Obliquity-paced Pliocene West Antarctic ice sheet oscillations

Thirty years after oxygen isotope records from microfossils deposited in ocean sediments confirmed the hypothesis that variations in the Earth’s orbital geometry control the ice ages, fundamental questions remain over the response of the Antarctic ice sheets to orbital cycles. Furthermore, an understanding of the behaviour of the marine-based West Antarctic ice sheet (WAIS) during the ‘warmer-than-present’ early-Pliocene epoch (∼5–3 Myr ago) is needed to better constrain the possible range of ice-sheet behaviour in the context of future global warming. Here we present a marine glacial record from the upper 600 m of the AND-1B sediment core recovered from beneath the northwest part of the Ross ice shelf by the ANDRILL programme and demonstrate well-dated, ∼40-kyr cyclic variations in ice-sheet extent linked to cycles in insolation influenced by changes in the Earth’s axial tilt (obliquity) during the Pliocene. Our data provide direct evidence for orbitally induced oscillations in the WAIS, which periodically collapsed, resulting in a switch from grounded ice, or ice shelves, to open waters in the Ross embayment when planetary temperatures were up to ∼3 °C warmer than today and atmospheric CO2 concentration was as high as ∼400 p.p.m.v. (refs 5, 6).
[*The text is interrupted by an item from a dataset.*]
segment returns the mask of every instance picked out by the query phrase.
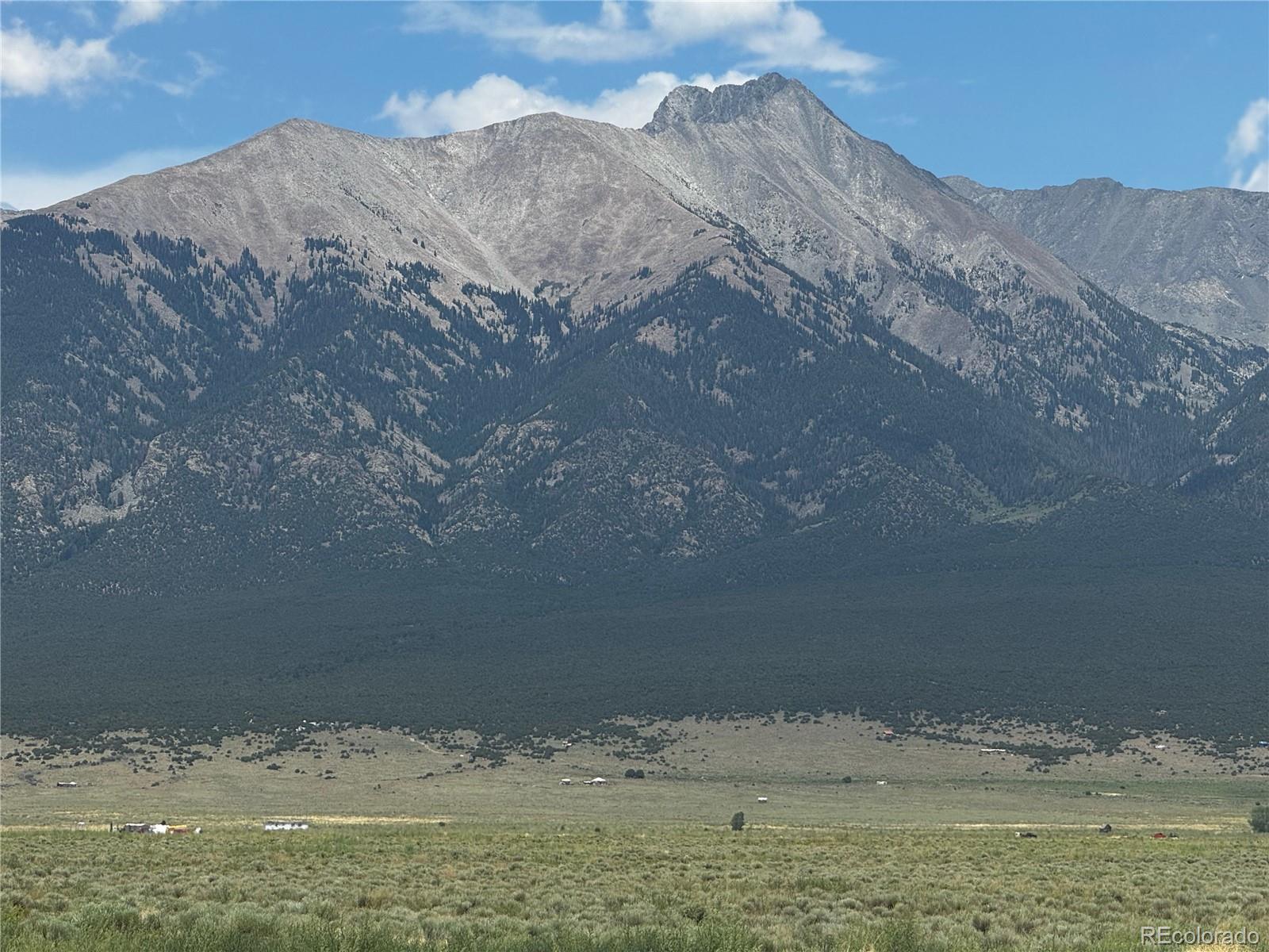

The evidence is consistent with a new ice-sheet/ice-shelf model that simulates fluctuations in Antarctic ice volume of up to +7 m in equivalent sea level associated with the loss of the WAIS and up to +3 m in equivalent sea level from the East Antarctic ice sheet, in response to ocean-induced melting paced by obliquity. During interglacial times, diatomaceous sediments indicate high surface-water productivity, minimal summer sea ice and air temperatures above freezing, suggesting an additional influence of surface melt under conditions of elevated CO2.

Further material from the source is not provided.